GABA has strong inductive effects on larval settlement behavior, but has weak inductive effects on larval settlement. GABA induced significant larval settlement behavior at all concentrations except 10−4mol L−1(Fig.4A). In the treatments of 10−4mol L−1and 10−2mol L−1, the percentages of larval settlement were 25% (Fig.5A) and 23% after 84 h (Fig.5A), respectively. Longer exposure to GABA at 10−3mol L−1after 108 h, larvae showed the highest percentage of settlement (30%) among all treatments (Fig.5A). Larval mortality was significantly affected by excess GABA at 10−2mol L−1after 36 h and 60 h (Fig.6A).
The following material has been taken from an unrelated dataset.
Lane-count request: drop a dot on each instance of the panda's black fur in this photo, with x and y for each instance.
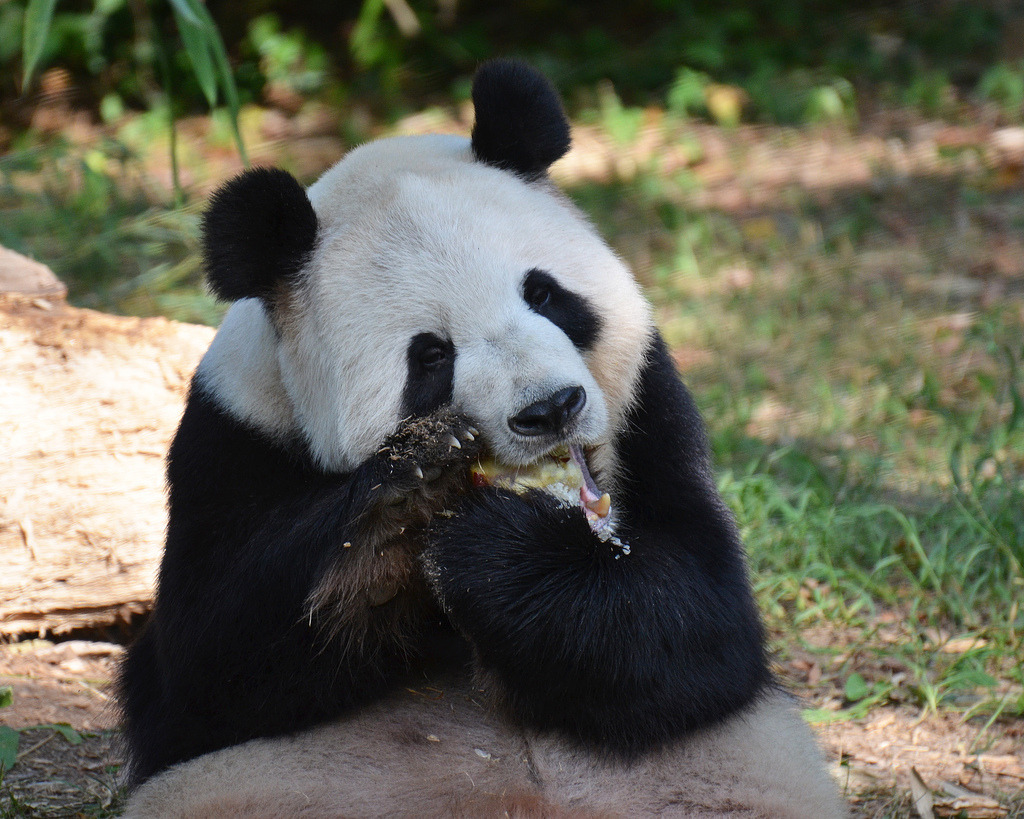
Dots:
(259, 627)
Choline chloride has significant inductive effects on larval settlement behavior but no effect on larval settlement. Although choline chloride induced significantly higher larval settlement behavior at 10−6mol L−1and 10−5mol L−1after 84 h (Fig.4B), no significant effect on larval settlement was observed (Fig.5B). Larval mortality was not affected by choline chloride at all the tested concentrations except for 10−4mol L−1(Fig.6B).

Acetylcholine chloride has little inductive effect on larval settlement behavior, but has moderate inductive effects on larval settlement. No significant effect of acetylcholine chloride at all concentrations on larvae settlement behavior was observed except in the treatment of 10−2mol L−1(Fig.4C). There was significantly higher percentage of larval settlement in 10−5mol L−1after 84 h and 108 h than that of control (Fig.5C). There was no significant toxic effect of acetylcholine chloride on larvae at all concentrations (Fig.6C).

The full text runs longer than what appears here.